Crit Care Med. 1990 Feb;18(2):157-62.
During the course of a critical illness, many patients become ventilator dependent. The standard assessment criteria are not always accurate in predicting potential for extubation. This investigation was designed to analyze whether the work of breathing (WOB) was a more reliable predictor of ventilator dependence. Twenty consecutive ventilator-dependent patients were prospectively studied. Nineteen required ventilator support for greater than 2 wk and all were considered ventilator dependent because of their inability to tolerate weaning trials. The oxygen consumption (VO2) and resting energy expenditure were measured using a metabolic gas monitor. Respiratory mechanics and arterial blood gas measurements were obtained, and the deadspace to tidal volume ratio (VD/VT) was calculated. The WOB was determined by the difference in VO2 between spontaneous and mechanical ventilation, and expressed as a percentage of VO2 during mechanical ventilation. Five of eight patients with a WOB less than 15% (mean 1.9) were extubated within 2 wk of study, while none of 12 patients with a WOB greater than or equal to 15% (mean 34) were able to be extubated in this period. The differences in the WOB between the two groups were statistically significant (p less than .01), while there was no significant difference in mechanics, PaCO2, VD/VT or measured resting energy expenditure. These data support the use of WOB determinations in evaluating extubation potential. Using a reference value for the WOB of 15%, this study had a sensitivity of 100% and a specificity of 80%. This proved to be of greater predictive value than traditional criteria.

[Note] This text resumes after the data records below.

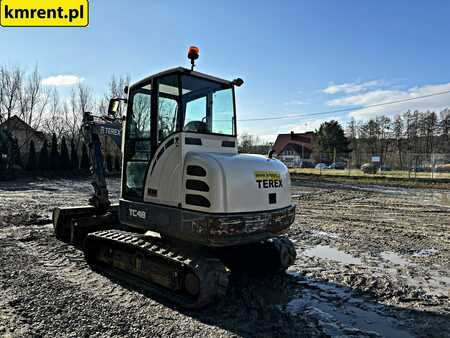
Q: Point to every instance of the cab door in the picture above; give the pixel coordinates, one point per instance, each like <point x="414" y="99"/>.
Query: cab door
<point x="139" y="142"/>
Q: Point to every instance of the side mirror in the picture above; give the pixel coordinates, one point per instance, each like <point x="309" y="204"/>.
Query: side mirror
<point x="113" y="107"/>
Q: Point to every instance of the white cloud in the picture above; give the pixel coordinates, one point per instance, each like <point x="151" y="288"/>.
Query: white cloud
<point x="349" y="88"/>
<point x="62" y="80"/>
<point x="436" y="103"/>
<point x="294" y="103"/>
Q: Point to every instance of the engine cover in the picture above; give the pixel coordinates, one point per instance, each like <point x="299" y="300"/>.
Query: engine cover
<point x="234" y="183"/>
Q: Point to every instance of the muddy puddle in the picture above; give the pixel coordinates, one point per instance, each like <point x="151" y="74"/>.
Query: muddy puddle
<point x="328" y="252"/>
<point x="340" y="313"/>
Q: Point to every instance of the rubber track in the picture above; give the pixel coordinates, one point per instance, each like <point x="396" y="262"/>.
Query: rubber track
<point x="210" y="271"/>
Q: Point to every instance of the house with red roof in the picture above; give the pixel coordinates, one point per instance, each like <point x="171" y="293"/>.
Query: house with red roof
<point x="293" y="148"/>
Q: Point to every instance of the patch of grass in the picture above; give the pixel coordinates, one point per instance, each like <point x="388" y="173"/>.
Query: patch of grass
<point x="357" y="177"/>
<point x="385" y="174"/>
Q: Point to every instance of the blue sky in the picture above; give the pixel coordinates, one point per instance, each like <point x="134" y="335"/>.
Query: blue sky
<point x="296" y="57"/>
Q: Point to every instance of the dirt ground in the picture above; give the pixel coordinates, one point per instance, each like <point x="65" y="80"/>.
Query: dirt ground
<point x="372" y="261"/>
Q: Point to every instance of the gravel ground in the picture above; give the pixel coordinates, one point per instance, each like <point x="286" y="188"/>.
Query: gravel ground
<point x="372" y="261"/>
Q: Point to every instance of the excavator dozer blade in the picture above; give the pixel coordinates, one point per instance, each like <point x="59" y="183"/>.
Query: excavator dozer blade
<point x="72" y="224"/>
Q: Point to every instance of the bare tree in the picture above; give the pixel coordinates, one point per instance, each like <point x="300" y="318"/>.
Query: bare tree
<point x="10" y="81"/>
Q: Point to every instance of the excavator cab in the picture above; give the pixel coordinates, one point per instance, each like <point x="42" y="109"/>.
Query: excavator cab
<point x="170" y="103"/>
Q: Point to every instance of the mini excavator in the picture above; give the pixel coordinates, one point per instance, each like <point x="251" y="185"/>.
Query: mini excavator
<point x="191" y="209"/>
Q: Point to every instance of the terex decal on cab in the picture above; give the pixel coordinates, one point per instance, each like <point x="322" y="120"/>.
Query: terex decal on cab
<point x="268" y="179"/>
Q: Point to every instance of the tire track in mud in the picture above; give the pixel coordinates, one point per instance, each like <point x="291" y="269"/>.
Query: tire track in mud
<point x="68" y="264"/>
<point x="65" y="265"/>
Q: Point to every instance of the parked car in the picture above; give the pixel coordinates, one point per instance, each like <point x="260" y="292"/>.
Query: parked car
<point x="386" y="167"/>
<point x="417" y="169"/>
<point x="337" y="165"/>
<point x="369" y="168"/>
<point x="321" y="166"/>
<point x="443" y="168"/>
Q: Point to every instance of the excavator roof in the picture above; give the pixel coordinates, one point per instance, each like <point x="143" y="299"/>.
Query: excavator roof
<point x="181" y="70"/>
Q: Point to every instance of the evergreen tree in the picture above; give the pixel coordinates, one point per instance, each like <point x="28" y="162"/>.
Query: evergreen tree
<point x="85" y="163"/>
<point x="74" y="156"/>
<point x="331" y="142"/>
<point x="43" y="157"/>
<point x="54" y="154"/>
<point x="109" y="162"/>
<point x="31" y="165"/>
<point x="117" y="163"/>
<point x="64" y="158"/>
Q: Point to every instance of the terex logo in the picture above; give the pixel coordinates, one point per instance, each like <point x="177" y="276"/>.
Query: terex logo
<point x="268" y="179"/>
<point x="269" y="184"/>
<point x="137" y="213"/>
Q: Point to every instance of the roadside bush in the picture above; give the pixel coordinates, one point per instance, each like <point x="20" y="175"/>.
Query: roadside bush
<point x="64" y="158"/>
<point x="31" y="164"/>
<point x="117" y="163"/>
<point x="109" y="163"/>
<point x="54" y="155"/>
<point x="85" y="163"/>
<point x="43" y="157"/>
<point x="74" y="162"/>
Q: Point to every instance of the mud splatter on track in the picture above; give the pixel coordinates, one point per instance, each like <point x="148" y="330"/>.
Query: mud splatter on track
<point x="371" y="262"/>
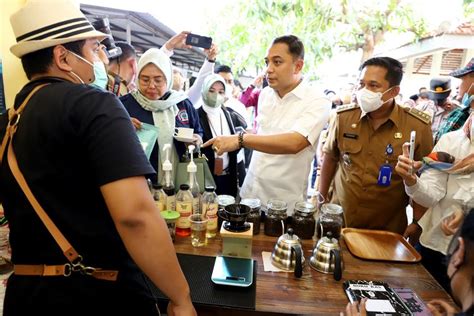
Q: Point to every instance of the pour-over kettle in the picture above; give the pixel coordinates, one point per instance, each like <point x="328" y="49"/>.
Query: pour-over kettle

在危重病病程中,许多患者会对呼吸机产生依赖。标准评估标准在预测脱机可能性时并不总是准确的。本研究旨在分析呼吸功(WOB)是否是预测呼吸机依赖更可靠的指标。对连续20例依赖呼吸机的患者进行了前瞻性研究。其中19例需要呼吸机支持超过2周,并且由于无法耐受撤机试验,所有患者均被视为呼吸机依赖。使用代谢气体监测仪测量氧耗量(VO2)和静息能量消耗。获取呼吸力学和动脉血气测量值,并计算死腔与潮气量比值(VD/VT)。呼吸功通过自主呼吸和机械通气时VO2的差值确定,并表示为机械通气时VO2的百分比。8例呼吸功低于15%(平均1.9)的患者中有5例在研究的2周内成功脱机,而12例呼吸功大于或等于15%(平均34)的患者在此期间均未能脱机。两组之间的呼吸功差异具有统计学意义(p<0.01),而在力学、PaCO2、VD/VT或测量的静息能量消耗方面没有显著差异。这些数据支持在评估脱机可能性时使用呼吸功测定。以15%作为呼吸功的参考值,本研究的敏感性为100%,特异性为80%。这被证明比传统标准具有更大的预测价值。